Wednesday, February 27, 2008

I am sooooo lagging!



Ok, I have been meaning to add so much more to this blog and I haven't been very motivated to do much of anything. I did manage to avoid the flu this year as my entire family was dropping like flies around me, so I do feel fortunate about that. I also cannot use it as an excuse. I am just in a dry spell, creatively. You might say I have been really lazy, maybe that is my problem. Yeah, I am really lazy and I just don't feel like doin' nuthin'. I will snap out of it soon, I just need my muse to get back and inspire me. I think she has taken another extended vacation. She can be so selfish.
Hey, I can share something with you though. I made this for WorldWin Papers booth at Winter CHA 2008. Yvonne wanted another flower and I had to come up with something a little different that the past flowers. We went through a flood in our basement where my studio WAS, a horrific ice storm, a blizzard, lost our power for three days, numerous plumbers, clean up people, insurance adjustors all the while I was in the middle of this project which was teetering on the edge of the deadline. I did manage to get it done though. I had to cut out leaves by the fireplace with a camper's lamp next to the fireplace during the power outage.
It wasn't as elaborate as I would have liked to have had it but I did get it finished. TaDah!!
The wreath measures 15" across and is made entirely of WorldWin Doublemates paper. I hope you enjoy it. Thanks for looking!

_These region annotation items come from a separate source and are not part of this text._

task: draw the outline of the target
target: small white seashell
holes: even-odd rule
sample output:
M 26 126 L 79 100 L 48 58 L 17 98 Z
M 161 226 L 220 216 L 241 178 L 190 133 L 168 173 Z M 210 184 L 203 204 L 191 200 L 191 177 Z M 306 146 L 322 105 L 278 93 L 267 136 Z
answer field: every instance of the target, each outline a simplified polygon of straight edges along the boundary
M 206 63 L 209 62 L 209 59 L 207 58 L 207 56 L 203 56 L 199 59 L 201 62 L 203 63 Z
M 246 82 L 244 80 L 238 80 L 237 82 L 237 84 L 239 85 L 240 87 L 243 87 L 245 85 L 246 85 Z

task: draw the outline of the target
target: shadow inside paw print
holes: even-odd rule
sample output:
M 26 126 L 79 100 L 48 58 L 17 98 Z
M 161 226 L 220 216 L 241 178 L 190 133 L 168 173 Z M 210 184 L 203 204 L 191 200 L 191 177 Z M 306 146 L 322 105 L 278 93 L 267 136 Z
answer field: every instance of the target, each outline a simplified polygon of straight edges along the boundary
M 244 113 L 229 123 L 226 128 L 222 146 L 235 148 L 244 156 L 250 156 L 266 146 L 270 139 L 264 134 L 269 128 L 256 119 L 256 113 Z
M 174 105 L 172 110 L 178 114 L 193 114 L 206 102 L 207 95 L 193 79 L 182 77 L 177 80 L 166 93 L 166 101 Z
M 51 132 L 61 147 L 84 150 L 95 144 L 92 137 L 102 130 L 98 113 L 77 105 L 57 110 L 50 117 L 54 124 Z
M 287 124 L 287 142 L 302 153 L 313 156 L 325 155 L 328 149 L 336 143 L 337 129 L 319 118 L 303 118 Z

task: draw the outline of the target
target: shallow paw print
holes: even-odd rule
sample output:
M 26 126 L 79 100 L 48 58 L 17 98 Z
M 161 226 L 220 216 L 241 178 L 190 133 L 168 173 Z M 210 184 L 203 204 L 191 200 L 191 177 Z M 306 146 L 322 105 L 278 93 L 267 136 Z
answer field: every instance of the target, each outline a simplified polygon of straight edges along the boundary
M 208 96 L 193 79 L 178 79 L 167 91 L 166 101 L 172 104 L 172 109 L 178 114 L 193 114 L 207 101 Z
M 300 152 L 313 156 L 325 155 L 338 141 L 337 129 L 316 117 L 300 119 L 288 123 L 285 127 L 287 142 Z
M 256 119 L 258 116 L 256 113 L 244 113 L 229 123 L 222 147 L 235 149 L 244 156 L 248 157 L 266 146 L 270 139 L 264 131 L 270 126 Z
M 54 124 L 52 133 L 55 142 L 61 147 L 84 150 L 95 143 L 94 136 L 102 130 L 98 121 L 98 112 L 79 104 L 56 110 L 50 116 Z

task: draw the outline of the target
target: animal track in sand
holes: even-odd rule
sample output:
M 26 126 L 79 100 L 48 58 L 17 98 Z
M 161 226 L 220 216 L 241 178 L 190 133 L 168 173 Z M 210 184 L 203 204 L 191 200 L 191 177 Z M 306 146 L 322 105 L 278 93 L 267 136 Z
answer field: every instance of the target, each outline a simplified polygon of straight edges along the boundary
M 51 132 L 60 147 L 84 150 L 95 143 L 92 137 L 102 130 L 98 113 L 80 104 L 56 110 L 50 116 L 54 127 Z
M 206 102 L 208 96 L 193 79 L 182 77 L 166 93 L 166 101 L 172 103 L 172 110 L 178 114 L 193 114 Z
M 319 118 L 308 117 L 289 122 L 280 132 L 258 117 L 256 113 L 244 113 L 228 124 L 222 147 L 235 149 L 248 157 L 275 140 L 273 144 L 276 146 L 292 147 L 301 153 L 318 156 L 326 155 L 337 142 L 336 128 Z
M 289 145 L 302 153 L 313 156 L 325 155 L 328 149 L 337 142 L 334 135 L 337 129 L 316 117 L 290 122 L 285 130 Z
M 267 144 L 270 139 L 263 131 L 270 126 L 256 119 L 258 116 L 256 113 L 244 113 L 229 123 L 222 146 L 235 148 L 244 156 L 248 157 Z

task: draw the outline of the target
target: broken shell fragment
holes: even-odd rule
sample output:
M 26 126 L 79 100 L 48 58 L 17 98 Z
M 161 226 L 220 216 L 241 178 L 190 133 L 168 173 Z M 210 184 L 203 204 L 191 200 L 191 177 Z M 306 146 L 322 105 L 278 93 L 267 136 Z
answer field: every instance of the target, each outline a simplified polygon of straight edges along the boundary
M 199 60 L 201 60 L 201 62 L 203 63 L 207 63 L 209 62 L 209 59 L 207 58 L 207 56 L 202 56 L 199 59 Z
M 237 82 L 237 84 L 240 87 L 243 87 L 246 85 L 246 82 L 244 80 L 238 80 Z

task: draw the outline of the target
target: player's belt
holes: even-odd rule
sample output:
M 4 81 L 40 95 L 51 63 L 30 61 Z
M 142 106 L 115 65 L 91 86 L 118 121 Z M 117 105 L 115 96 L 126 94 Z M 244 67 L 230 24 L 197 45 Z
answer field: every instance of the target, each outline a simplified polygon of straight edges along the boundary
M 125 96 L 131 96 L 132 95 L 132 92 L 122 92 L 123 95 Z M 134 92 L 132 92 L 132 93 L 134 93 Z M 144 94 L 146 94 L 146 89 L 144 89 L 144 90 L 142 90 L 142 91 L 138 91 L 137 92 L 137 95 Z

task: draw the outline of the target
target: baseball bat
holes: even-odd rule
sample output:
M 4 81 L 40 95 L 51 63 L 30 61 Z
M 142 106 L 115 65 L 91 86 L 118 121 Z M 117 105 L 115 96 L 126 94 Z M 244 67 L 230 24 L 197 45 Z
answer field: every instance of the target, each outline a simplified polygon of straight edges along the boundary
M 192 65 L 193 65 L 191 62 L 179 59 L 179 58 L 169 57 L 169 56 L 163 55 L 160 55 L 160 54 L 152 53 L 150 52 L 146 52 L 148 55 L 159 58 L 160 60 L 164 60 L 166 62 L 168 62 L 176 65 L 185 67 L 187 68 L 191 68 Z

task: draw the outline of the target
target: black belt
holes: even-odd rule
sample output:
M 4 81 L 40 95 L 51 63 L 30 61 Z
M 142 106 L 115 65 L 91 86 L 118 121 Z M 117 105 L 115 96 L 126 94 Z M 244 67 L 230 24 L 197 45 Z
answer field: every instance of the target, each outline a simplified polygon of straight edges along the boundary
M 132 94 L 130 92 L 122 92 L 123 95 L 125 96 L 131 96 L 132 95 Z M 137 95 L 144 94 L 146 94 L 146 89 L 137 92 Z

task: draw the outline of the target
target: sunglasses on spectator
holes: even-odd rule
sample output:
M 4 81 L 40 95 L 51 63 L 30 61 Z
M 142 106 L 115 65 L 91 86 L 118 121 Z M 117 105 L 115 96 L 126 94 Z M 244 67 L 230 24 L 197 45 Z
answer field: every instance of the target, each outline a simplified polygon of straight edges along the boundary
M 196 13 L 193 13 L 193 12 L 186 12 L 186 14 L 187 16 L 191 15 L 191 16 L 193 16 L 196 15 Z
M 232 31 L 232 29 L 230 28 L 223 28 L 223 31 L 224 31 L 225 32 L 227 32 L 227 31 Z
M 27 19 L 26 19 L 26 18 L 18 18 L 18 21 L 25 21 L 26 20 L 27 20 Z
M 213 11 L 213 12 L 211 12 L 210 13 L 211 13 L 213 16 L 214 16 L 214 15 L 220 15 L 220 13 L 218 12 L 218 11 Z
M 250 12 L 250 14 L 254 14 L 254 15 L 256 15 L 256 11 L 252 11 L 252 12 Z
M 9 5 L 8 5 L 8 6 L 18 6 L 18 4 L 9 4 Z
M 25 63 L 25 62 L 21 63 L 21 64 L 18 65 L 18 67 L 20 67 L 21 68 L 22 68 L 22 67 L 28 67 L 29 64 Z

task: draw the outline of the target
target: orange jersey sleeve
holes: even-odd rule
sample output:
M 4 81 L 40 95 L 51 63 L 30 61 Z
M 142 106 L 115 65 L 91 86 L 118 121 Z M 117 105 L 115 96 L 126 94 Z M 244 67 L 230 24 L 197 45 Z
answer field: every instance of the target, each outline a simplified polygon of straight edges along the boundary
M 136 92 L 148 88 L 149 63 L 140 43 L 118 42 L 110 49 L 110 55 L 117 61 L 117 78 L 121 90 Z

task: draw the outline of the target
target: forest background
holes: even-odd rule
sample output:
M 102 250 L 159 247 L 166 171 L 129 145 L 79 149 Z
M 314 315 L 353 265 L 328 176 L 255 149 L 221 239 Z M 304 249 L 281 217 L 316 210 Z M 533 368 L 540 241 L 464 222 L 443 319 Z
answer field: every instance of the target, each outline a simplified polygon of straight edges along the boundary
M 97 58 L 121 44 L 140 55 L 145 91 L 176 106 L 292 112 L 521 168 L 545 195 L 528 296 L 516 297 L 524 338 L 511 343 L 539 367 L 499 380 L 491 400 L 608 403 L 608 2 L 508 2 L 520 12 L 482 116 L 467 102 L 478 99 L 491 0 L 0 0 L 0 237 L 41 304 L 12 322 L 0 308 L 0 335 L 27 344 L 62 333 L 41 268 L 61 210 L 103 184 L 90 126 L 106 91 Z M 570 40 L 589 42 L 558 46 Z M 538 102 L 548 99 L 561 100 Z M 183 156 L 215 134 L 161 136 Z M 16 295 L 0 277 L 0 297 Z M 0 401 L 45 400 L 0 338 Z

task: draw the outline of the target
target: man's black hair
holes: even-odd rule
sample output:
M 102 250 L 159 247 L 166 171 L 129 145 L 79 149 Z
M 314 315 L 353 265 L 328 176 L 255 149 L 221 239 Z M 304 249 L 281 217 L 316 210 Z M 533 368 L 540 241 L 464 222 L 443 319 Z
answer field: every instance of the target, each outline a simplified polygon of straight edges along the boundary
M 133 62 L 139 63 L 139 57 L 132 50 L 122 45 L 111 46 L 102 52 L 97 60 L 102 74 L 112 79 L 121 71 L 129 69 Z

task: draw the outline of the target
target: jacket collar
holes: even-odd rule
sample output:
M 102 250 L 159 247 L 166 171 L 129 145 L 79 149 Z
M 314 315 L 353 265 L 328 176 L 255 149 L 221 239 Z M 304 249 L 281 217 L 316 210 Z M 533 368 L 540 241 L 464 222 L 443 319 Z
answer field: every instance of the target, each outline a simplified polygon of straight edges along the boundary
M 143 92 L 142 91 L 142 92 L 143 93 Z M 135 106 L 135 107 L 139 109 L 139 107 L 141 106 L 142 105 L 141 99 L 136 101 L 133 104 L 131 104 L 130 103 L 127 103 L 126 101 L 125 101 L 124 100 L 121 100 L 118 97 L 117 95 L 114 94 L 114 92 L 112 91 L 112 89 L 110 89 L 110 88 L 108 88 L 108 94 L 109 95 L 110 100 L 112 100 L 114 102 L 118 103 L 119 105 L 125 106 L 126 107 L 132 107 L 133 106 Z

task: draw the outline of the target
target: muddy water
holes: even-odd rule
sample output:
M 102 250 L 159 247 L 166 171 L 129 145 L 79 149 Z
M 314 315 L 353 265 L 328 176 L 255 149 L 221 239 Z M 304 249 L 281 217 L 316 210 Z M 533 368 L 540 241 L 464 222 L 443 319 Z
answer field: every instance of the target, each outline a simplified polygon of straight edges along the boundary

Saturday, February 09, 2008

These small children........


are my dad and his siblings. He is the cute little towhead in the middle. They had an interesting life. They were born in Claremore, OK at the turn of the 20th century and were children of the Great Depression and the Oklahoma dustbowl. Their parents divorced about the time my dad was 10 years old. The depression hit a few years later. My grandmother worked managing resturaunts and my grandfather worked in water districts plants so they moved from one town to another trying to make ends meet. At one point my dad and uncle had to go live with a farmer for room and board because their mom couldn't afford to feed them and their dad was working in another town. They didn't like that too much so they set out on an adventure and rode the rails along with the hobos looking for odd jobs and some adventure. They were 13 and 14 years old at the time. At one point they ended up on the corner of Hollywood and Vine selling oranges for spare change. Their "boss" took all the money and deserted them. They had no choice but to contact their mother and she wired them enough money to get them home. They no more than got back to the farmer, they took off again, riding rails and staying with the hobos in hobo jungles. This time they ended up in Flint, Michigan. They shared a coat that a kindly conductor had given them from the lost and found and it saved them from freezing to death. They tried to get work at the man camps working lumber, my uncle got hurt and made his way back to Topeka, KS where he met and married his wife at the age of 16. Dad stayed a while longer and enventually made his way to where his brother was and settled in Topeka also. He met and married my mother nearly 8 years later while working as a donut maker at the local dimestore. My aunt went back to Oklahoma, married a lawman and settled down near her mother after a little escapade with a rodeo tramp at the tender age of 15. (We were never allowed to mention this when she was alive.) They never talked about these times as being a hardship, they spoke of them as adventures.

They never were famous, they all grew up to be productive members of society and they used their pasts as an example of what it is like to have nothing but one another. Family was the most important thing in their lives and you can understand why. Here is the journeling, in case you can't read the page.

These moppets were the Sutton children. Grace Elaine Sutton was born Dec 8th 1913, Richard Arden (my dad) was born Feb 2, 1915 and Henry Alvin was born Feb 22, 1916. Times weren’t always easy for these stairsteppers. They experienced a broken home and many moves with one or both parents seeking work in the dust bowl days of the Oklahoma depression. Grace ran off with a rodeo rider at the tender age of 15 and Dick and Henry (he named himself Jimmy) rode the rails with the hobos from one end of the country to the other after being farmed out while their mother worked restaurants and their dad found work in water district plants. Always vowing to keep in contact with one another, they kept that promise. They left letters in general post office boxes and would check in when they could. They would meet up whenever and wherever they could. Their parents would wire them money to get them home when they had money to spare. They all married, Uncle Jimmy and of course my dad having children of their own and Aunt Grace decided never to have children. Through it all, they stayed very close to one another until the last one died. Uncle Jimmy, the youngest went first, followed many years later by Grace. My dad at 89 was the final sibling and the last word that he uttered before he took his last breath was Grace.
I know that they are all together again. That is what family is all about.